I just read a brilliant piece on the SSIR blog, which talks about the current design of political systems, and what they allow and disallow in terms of citizen participation. The author, Brodie Boland, talks about how it is hard to escape the fact that our long-standing political institutions are now ‘ominously creaking’ under the weight of all that is expected of them, and their inability to meet those expectations. As Boland writes,
Signs of stress include declining voter turnout, mass movements of the left and right, and our governments’ inability to deal with major threats such as climate change and fiscal indebtedness.
But what has led to these times of extreme stress? Have governments always been inefficacious or is this the result of more recent changes in our socio-political views? For Boland, it is the latter:
Our political structures are strained because their foundations have shifted. The tools of the current political system—voting, legislation, parties—were built to decide between existing options. However, the problems we face today do not come with an obvious list of solutions. Reducing deficits, addressing climate change, and preventing major security threats—these challenges require creativity and innovation more than debate. And so the proverbial hammer finds a nail, and the political system’s attention shifts from the tough questions to those few issues that have preexisting and polarizing options. The result is increasingly acrimonious debate about increasingly immaterial issues, while the important problems fester. We focus our political resources on deciding between options, and leave the design of these options to chance.

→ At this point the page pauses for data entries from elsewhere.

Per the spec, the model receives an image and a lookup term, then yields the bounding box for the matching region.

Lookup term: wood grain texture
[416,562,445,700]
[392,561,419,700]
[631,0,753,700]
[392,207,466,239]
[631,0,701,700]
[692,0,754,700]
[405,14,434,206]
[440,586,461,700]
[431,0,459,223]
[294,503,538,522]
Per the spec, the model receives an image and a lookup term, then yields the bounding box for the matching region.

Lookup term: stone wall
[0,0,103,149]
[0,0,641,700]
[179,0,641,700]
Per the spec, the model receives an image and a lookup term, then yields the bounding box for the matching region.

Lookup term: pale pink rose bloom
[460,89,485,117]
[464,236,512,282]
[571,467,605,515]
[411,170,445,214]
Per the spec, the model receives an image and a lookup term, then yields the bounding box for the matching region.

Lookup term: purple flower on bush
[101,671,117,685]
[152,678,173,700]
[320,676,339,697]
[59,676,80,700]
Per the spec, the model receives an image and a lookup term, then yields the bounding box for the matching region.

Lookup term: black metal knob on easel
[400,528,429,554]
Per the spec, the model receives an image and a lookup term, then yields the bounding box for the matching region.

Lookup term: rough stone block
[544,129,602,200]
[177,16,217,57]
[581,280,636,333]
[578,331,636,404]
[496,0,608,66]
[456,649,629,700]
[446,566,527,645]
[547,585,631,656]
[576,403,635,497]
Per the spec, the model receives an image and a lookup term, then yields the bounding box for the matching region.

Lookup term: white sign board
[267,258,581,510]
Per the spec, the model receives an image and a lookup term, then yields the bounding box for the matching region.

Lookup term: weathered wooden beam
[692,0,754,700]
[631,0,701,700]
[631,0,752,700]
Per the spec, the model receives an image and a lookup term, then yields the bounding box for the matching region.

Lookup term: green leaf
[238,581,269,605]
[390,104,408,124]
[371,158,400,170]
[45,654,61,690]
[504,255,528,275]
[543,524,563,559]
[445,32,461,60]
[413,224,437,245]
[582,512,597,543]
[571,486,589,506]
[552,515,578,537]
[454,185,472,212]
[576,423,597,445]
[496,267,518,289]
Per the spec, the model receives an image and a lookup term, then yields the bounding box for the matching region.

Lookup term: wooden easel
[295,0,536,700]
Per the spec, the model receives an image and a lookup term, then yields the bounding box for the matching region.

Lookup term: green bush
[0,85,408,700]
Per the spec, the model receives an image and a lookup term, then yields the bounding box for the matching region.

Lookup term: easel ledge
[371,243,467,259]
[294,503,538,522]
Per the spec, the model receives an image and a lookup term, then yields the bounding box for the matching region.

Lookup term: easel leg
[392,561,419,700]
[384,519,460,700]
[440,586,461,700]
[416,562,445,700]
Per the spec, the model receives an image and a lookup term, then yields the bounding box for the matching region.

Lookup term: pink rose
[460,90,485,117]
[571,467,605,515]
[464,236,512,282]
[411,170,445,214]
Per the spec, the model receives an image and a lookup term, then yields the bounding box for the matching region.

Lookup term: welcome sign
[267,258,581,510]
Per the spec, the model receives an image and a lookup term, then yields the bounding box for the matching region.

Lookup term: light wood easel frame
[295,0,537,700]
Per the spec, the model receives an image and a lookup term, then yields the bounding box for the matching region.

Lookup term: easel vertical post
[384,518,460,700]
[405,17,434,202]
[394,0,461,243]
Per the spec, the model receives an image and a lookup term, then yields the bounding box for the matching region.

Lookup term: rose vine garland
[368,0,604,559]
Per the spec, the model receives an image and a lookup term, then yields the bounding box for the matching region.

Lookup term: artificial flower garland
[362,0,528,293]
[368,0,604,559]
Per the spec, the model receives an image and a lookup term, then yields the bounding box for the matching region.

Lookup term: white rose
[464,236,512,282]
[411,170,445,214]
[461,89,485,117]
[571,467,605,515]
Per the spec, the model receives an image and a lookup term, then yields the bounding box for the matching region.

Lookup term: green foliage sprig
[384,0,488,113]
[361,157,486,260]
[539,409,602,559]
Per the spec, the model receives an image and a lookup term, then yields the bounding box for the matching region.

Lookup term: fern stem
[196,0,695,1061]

He calls this the ‘deciding paradigm’, which effectively diverts institutional resources away from innovation and toward conflict, and fails to tap into the knowledge and ingenuity that citizens possess. This seems glaringly evident in a place like India, where important issues such as access to such basic amenities as food, water and power are still lacking, whilst the political and media sphere pays little attention to these problems, save when corrupt systems are revealed and a new scandal erupts. Rather than our attention being focused on developing solutions to the problems, then, we end up debating some official’s involvement in a corrupt scheme instead.

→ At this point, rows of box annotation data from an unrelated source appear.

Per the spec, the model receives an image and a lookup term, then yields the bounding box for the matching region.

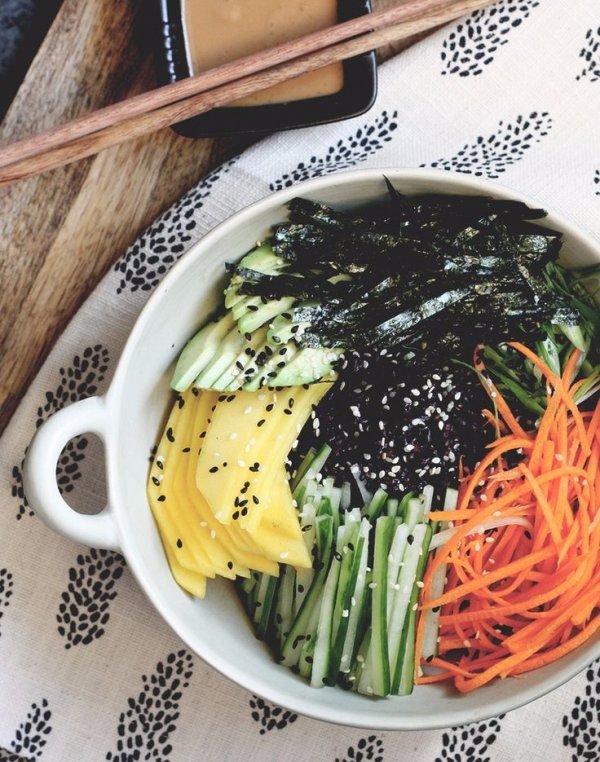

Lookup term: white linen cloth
[0,0,600,762]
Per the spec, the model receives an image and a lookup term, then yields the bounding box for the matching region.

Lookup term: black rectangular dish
[157,0,377,137]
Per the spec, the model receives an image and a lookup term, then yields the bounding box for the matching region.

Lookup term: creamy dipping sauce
[182,0,344,106]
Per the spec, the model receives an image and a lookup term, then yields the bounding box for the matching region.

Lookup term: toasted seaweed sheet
[227,183,581,363]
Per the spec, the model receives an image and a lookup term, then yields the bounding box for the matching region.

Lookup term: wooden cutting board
[0,0,424,432]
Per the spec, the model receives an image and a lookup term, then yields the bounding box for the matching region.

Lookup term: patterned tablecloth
[0,0,600,762]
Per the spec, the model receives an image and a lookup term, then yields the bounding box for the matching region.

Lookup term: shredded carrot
[415,342,600,692]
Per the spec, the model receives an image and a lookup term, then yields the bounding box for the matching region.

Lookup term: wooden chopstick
[0,0,491,185]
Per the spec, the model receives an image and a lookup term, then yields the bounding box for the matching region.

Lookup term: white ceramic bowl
[24,169,600,730]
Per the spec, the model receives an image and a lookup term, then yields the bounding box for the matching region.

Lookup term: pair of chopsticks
[0,0,491,185]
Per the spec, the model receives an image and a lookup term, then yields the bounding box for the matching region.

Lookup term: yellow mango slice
[196,383,330,532]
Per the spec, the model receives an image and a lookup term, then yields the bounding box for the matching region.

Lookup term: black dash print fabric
[269,111,398,191]
[249,696,298,736]
[429,111,552,180]
[105,649,193,762]
[0,699,52,762]
[335,735,385,762]
[577,26,600,82]
[56,548,125,649]
[115,159,236,294]
[441,0,540,77]
[0,569,14,635]
[435,715,503,762]
[562,662,600,762]
[0,0,600,762]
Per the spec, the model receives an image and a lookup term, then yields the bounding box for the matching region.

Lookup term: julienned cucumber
[238,445,455,696]
[171,245,342,392]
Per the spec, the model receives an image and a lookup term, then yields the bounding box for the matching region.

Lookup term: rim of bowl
[105,167,600,731]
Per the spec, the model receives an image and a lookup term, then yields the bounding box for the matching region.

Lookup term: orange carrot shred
[415,342,600,692]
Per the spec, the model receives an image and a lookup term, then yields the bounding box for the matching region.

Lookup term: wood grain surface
[0,0,432,432]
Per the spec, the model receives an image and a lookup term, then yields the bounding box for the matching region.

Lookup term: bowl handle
[23,397,120,550]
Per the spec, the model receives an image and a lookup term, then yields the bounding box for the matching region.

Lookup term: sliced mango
[196,384,330,532]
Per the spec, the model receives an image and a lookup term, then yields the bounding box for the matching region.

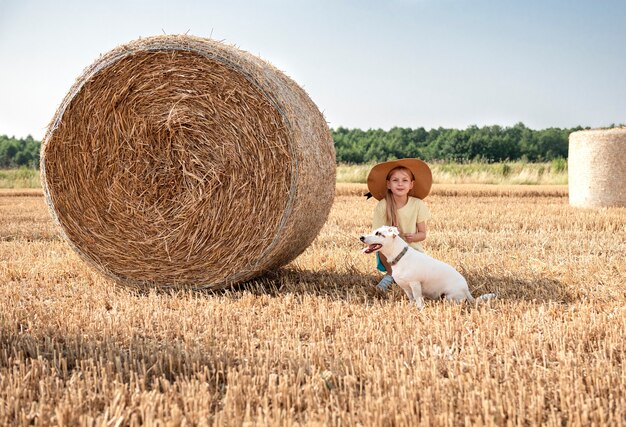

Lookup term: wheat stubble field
[0,184,626,426]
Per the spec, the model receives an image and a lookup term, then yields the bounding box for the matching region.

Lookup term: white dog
[361,226,496,309]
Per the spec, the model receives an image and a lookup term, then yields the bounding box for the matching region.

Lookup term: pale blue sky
[0,0,626,139]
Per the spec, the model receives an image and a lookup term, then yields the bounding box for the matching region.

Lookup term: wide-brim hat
[367,159,433,200]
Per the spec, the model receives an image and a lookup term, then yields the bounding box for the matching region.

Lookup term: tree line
[332,123,588,164]
[0,123,614,168]
[0,135,41,168]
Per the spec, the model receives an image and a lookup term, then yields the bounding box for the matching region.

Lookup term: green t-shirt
[372,197,430,252]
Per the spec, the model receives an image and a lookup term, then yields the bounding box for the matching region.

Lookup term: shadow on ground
[191,268,579,304]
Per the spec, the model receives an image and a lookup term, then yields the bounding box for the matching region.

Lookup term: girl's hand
[402,233,417,243]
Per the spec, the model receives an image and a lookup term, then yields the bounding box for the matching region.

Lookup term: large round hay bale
[568,128,626,208]
[41,36,335,288]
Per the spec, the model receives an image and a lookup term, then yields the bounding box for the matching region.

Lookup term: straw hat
[367,159,433,200]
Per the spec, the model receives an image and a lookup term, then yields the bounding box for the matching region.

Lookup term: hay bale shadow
[463,271,580,304]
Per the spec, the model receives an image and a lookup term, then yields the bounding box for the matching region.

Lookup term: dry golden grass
[0,185,626,426]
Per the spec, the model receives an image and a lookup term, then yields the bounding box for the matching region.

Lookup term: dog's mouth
[363,243,383,254]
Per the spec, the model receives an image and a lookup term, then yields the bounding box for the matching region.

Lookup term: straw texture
[568,128,626,208]
[41,36,335,288]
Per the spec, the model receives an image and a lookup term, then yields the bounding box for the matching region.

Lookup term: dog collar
[389,246,409,266]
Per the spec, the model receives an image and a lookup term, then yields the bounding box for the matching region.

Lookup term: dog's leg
[409,282,424,310]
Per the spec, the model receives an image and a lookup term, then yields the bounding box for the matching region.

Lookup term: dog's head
[361,225,400,254]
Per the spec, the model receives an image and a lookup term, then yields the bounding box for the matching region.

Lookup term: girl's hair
[385,166,415,227]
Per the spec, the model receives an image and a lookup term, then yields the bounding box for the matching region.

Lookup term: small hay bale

However, these kinds of long-standing, large scale social problems – which can also be called ‘wicked problems’ – require not debate, but solutions that are similarly complex, multivariate and wide-ranging. And the only means to begin to design these kinds of solutions, especially at a governance and policy level, is to actually redesign our systems of governance, beyond merely making it inclusive and possible for more citizens to send in their suggestions and opinions. Boland writes:
So do we replace this with a form of direct democracy? No. This fails to escape the deciding paradigm. Instead of treating ideas and options as constant and focusing on choosing between them, we need an architecture of political institutions that generates better ideas. Currently, our political system answers the question how do we decide between alternatives? Instead, it should ask how could we design better alternatives?

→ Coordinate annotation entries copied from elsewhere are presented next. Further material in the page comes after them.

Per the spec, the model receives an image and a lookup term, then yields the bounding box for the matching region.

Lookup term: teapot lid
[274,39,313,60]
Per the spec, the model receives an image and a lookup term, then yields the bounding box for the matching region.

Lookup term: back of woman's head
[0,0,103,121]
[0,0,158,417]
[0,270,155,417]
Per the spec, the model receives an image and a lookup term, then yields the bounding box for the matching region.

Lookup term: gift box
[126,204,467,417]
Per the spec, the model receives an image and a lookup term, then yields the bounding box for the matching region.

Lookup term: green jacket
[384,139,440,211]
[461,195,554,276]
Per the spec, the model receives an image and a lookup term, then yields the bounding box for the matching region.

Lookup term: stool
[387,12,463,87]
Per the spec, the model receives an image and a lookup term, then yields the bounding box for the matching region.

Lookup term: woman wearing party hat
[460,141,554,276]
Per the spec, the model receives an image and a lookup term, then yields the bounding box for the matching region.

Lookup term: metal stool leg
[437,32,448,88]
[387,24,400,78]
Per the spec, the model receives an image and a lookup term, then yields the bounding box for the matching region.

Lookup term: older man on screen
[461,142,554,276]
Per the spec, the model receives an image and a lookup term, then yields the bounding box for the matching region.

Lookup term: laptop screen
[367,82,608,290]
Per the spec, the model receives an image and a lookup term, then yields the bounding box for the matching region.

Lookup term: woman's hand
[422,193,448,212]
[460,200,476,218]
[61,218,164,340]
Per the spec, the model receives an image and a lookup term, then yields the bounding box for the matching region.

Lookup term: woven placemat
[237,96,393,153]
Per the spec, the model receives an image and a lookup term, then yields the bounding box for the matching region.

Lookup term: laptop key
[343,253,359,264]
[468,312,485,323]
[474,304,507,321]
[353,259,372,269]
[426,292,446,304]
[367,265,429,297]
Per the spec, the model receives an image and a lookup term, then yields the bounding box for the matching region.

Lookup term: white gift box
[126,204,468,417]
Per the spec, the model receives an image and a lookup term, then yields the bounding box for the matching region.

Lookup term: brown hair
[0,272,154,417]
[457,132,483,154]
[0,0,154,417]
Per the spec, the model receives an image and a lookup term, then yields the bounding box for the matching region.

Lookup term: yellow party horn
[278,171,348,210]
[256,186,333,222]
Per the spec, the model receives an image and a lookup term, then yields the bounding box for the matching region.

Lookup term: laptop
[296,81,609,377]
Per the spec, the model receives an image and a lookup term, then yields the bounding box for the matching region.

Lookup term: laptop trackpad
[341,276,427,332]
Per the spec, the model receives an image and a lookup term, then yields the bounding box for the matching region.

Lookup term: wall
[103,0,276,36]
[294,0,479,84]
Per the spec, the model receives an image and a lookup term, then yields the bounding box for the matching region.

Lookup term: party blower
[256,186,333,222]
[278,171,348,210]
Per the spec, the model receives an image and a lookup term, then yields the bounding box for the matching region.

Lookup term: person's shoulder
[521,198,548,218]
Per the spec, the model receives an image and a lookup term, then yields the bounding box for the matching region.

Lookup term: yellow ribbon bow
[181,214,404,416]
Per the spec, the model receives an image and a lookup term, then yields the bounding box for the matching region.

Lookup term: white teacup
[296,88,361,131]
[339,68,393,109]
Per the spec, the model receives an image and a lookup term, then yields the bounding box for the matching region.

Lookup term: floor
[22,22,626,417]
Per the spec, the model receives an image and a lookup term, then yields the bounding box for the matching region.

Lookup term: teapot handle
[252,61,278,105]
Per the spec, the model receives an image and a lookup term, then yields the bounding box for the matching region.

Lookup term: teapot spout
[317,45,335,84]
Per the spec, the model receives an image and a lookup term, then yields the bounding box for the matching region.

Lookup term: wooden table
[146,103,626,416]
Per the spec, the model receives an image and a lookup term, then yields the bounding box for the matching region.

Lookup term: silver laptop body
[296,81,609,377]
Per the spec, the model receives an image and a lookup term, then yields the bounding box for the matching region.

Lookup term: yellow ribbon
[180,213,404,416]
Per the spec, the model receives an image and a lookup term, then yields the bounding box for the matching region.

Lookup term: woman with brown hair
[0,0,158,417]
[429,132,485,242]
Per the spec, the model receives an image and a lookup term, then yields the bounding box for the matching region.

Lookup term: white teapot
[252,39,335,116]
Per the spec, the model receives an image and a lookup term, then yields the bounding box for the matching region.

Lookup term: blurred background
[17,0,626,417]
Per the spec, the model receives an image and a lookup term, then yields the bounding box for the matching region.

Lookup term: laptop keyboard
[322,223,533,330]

He proposes designing a new social system altogether, that would generate better ideas and innovations. The architecture of this system would have to have the following characteristics:
. It will facilitate mass collaboration.
. People will assemble based on both how different and how similar they are.
. It will generate many ideas and find ways to weave them together.
. It will draw on both sophisticated theory and lived experience.
As I read these four points, I found myself not only agreeing vehemently, but also drawing close associations with the design of the Design Public Conclave. Obviously, the Conclave isn’t a governance system, but it aims to do much of what Boland talks about, in terms of bringing unlike and like minds together and reorienting the conversation from debate to discussion. It aims to have both theoretical discussions and practical solutions through intense panel discussions and day-long collaborative brainstorming sessions. Moreover, its larger aim is to generate, or at least enable the generation, of innovations that are responsive to social needs and which serve the public interest.